Saved the best for last! When you start eating more in recovery, you are most likely going to experience diarrhea and/or constipation at different points. When you first start eating again, your body more likely than not is not going to be able to figure how to process things right away so you may experience more bowel movements than normal. On the flip side, your sluggish digestive system may also be like screw this, I am not going to digest anything and you may end up constipated.
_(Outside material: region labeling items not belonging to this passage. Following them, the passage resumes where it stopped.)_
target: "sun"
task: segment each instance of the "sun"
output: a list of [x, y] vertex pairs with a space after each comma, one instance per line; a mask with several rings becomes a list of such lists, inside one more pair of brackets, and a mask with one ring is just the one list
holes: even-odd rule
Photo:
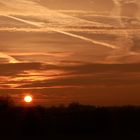
[[27, 96], [24, 97], [24, 101], [25, 101], [26, 103], [30, 103], [30, 102], [32, 102], [32, 100], [33, 100], [33, 98], [32, 98], [32, 96], [30, 96], [30, 95], [27, 95]]

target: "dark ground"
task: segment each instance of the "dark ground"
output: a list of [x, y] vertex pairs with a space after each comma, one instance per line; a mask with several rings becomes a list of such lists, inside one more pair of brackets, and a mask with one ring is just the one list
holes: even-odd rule
[[2, 139], [137, 139], [140, 107], [17, 107], [0, 100]]

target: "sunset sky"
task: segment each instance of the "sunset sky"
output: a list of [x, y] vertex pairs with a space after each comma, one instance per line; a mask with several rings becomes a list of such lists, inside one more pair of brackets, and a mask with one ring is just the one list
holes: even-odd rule
[[140, 105], [140, 0], [0, 0], [7, 94], [37, 105]]

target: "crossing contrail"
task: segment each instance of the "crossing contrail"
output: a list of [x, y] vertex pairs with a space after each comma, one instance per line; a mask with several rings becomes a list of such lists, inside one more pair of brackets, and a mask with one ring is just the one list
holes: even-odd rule
[[[40, 23], [38, 24], [37, 22], [31, 22], [31, 21], [28, 21], [28, 20], [20, 19], [20, 18], [14, 17], [14, 16], [9, 16], [9, 15], [7, 15], [6, 17], [9, 17], [11, 19], [15, 19], [17, 21], [20, 21], [20, 22], [23, 22], [23, 23], [26, 23], [26, 24], [29, 24], [29, 25], [33, 25], [35, 27], [45, 28], [45, 23], [44, 24], [40, 24]], [[111, 49], [116, 49], [117, 48], [115, 45], [111, 45], [111, 44], [108, 44], [108, 43], [105, 43], [105, 42], [96, 41], [96, 40], [93, 40], [93, 39], [90, 39], [90, 38], [87, 38], [87, 37], [84, 37], [84, 36], [81, 36], [81, 35], [69, 33], [69, 32], [66, 32], [66, 31], [55, 29], [55, 28], [49, 28], [49, 29], [51, 31], [58, 32], [58, 33], [61, 33], [61, 34], [64, 34], [64, 35], [68, 35], [68, 36], [71, 36], [71, 37], [74, 37], [74, 38], [78, 38], [78, 39], [93, 43], [95, 45], [102, 45], [104, 47], [108, 47], [108, 48], [111, 48]]]

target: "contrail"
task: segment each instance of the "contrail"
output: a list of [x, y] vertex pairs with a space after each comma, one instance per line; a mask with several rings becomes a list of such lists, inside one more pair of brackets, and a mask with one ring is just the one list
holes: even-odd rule
[[[23, 23], [26, 23], [26, 24], [29, 24], [29, 25], [33, 25], [35, 27], [44, 28], [44, 25], [45, 25], [45, 24], [42, 24], [42, 25], [41, 24], [37, 24], [37, 22], [30, 22], [28, 20], [20, 19], [20, 18], [14, 17], [14, 16], [9, 16], [9, 15], [7, 15], [5, 17], [9, 17], [11, 19], [15, 19], [17, 21], [20, 21], [20, 22], [23, 22]], [[111, 44], [108, 44], [108, 43], [92, 40], [92, 39], [89, 39], [89, 38], [84, 37], [84, 36], [76, 35], [76, 34], [65, 32], [65, 31], [61, 31], [61, 30], [57, 30], [55, 28], [49, 28], [49, 29], [51, 31], [58, 32], [58, 33], [61, 33], [61, 34], [65, 34], [65, 35], [68, 35], [68, 36], [71, 36], [71, 37], [75, 37], [75, 38], [78, 38], [78, 39], [81, 39], [81, 40], [85, 40], [87, 42], [90, 42], [90, 43], [93, 43], [93, 44], [96, 44], [96, 45], [102, 45], [102, 46], [105, 46], [105, 47], [108, 47], [108, 48], [116, 49], [115, 45], [111, 45]]]
[[30, 24], [30, 25], [33, 25], [35, 27], [42, 27], [42, 23], [39, 23], [39, 22], [36, 23], [36, 22], [28, 21], [28, 20], [23, 20], [23, 19], [20, 19], [20, 18], [14, 17], [14, 16], [10, 16], [10, 15], [6, 15], [6, 17], [11, 18], [11, 19], [15, 19], [17, 21], [24, 22], [24, 23], [27, 23], [27, 24]]
[[[124, 21], [122, 20], [121, 16], [121, 1], [120, 0], [113, 0], [116, 8], [115, 13], [118, 18], [118, 22], [120, 24], [120, 27], [124, 28], [126, 25]], [[131, 47], [133, 46], [133, 39], [132, 35], [128, 34], [127, 30], [122, 30], [123, 36], [118, 37], [117, 39], [117, 46], [119, 46], [119, 49], [114, 50], [110, 56], [106, 58], [107, 62], [116, 62], [119, 60], [119, 58], [123, 57], [124, 55], [132, 54]]]

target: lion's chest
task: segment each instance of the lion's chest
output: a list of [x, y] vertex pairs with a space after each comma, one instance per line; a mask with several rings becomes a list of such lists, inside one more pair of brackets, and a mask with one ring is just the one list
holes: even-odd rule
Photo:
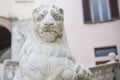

Both of these things are normal, both of these things are okay, and both of these things will pass if you keep eating. One thing worth noting is that I had horrible constipation nearly my whole life. It was a joke with my family, my friends and my partner. So to all my sisters with constipation I feel you and I have been there. But since recovery, I have had maybe one or two instances of constipation, if that. I always thought that this issue was just genetic, just how my body was but it turns out it was a symptom of restriction. This was, by far, one of the best things that happened during my recovery as constipation literally plagued me before.
The bottom line is all of these things will get better. Be patient and keep going!